A supplementary question was asked by Tijs Broeke, who suggested that it would be helpful for those Members who did not serve on the Planning and Transportation Committee to be provided with a better understanding of the process and extent of deliberations in relation to the planning application in question. Through a second supplementary question, he also sought clarity as to the paperwork and information provided to Members ahead of decision-making. Responding, the Chair advised that the Committee first heard from officers who presented the scheme in detail, then from five objectors, following which the committee members had a chance to ask questions of the objectors. The applicant then addressed the Committee and answered several questions of Members. The Committee then moved to ask questions of officers and express views in relation to the application, before a motion to move to the vote was put, seconded and approved by a majority of the committee. Upon the substantive motion then being put, the Committee resolved by majority to grant planning consent. The Committee had been considering the item for over 1 hour and 40 minutes when it was put for decision. The Chair also confirmed that the report for pre-reading was 281 pages long, with additional letters also circulated to the committee.
Through two supplementary questions, Marianne Fredericks suggested that it was the substance rather than the length of debate that was important, highlighting that the termination of debate was precipitate and prevented proper questions to and answers from planning officers, adding that there had also been interruptions and delays caused by technical issues. She sought the Chair’s view on a wholesale review of the Corporation’s planning processes, which she argued was imperative to restore public confidence and to address Lord Lisvane’s observations of deficiencies through his recent review. In reply, the Chair commented that the planning protocol had only recently been reviewed and updated and reiterated her confidence in the City’s processes and in the Planning and Transportation Committee. Whilst accepting the importance of restoring confidence to any regime where it was lacking, she cautioned that this was a highly regulated area and concerns should be addressed in the proper way through the Lisvane Review process. She added that she would be happy to meet with concerned Members in meantime to discuss particular issues.

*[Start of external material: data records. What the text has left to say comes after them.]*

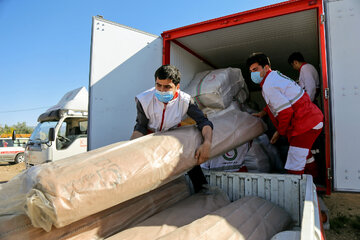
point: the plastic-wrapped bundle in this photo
(178, 215)
(249, 218)
(216, 88)
(262, 156)
(104, 223)
(65, 191)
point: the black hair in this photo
(296, 56)
(259, 58)
(168, 72)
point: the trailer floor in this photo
(344, 208)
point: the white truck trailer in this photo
(123, 61)
(61, 131)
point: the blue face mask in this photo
(255, 77)
(164, 97)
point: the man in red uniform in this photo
(291, 111)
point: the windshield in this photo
(41, 131)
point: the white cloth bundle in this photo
(104, 223)
(65, 191)
(178, 215)
(216, 88)
(250, 218)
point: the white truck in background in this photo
(123, 62)
(61, 131)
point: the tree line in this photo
(20, 128)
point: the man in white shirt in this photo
(309, 77)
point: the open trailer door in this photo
(123, 62)
(277, 30)
(343, 39)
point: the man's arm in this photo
(202, 154)
(205, 126)
(309, 83)
(142, 121)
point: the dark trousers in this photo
(197, 178)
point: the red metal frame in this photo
(255, 15)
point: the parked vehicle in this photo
(12, 150)
(123, 61)
(61, 131)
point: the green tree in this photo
(20, 128)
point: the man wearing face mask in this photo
(164, 106)
(291, 111)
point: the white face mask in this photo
(256, 78)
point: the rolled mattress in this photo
(67, 190)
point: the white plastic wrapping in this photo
(262, 156)
(250, 218)
(104, 223)
(65, 191)
(216, 88)
(178, 215)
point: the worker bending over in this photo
(291, 111)
(164, 106)
(308, 78)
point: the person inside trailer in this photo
(164, 106)
(308, 78)
(291, 111)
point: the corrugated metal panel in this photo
(287, 191)
(278, 37)
(117, 54)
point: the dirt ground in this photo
(344, 208)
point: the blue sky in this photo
(45, 45)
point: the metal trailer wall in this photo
(123, 62)
(343, 51)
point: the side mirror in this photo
(51, 134)
(14, 135)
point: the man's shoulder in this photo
(185, 96)
(276, 80)
(146, 95)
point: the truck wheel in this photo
(19, 158)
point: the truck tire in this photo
(19, 158)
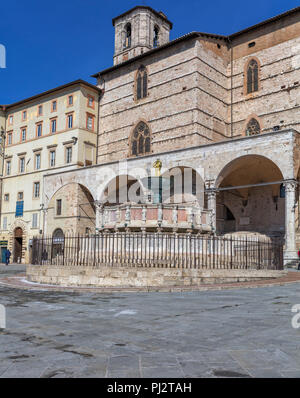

Alderman Prem Goyal asked two additional supplementary questions in relation to the City’s Planning Protocol and the particularly salient elements of it, asking in particular what elements had been recently updated to ensure full compliance with good practice and the law. The Chair provided a summary of the Protocol in response to indicate its comprehensive nature and which, along with planning law, allowed the City to discharge its functions in a fair, effective and lawful manner. She added that the Planning Protocol ran to 24 pages of rules and regulations, all of which were designed to ensure the highest standards of conduct and probity at all times, adding that it had been updated only recently following debate and approval by both the Policy and Resources Committee and the Planning and Transportation Committee in the light of the Holocaust Memorial judgement and also to make any member meetings with applicants, objectors or other stakeholders even more tightly regulated, so as to preserve trust in the planning system.
Motion – That, pursuant to Standing Order No.2, Standing Orders No.13(6) and 13(9) be suspended to allow for debate to continue.
Upon the Motion being put, the Lord Mayor declared it to be lost.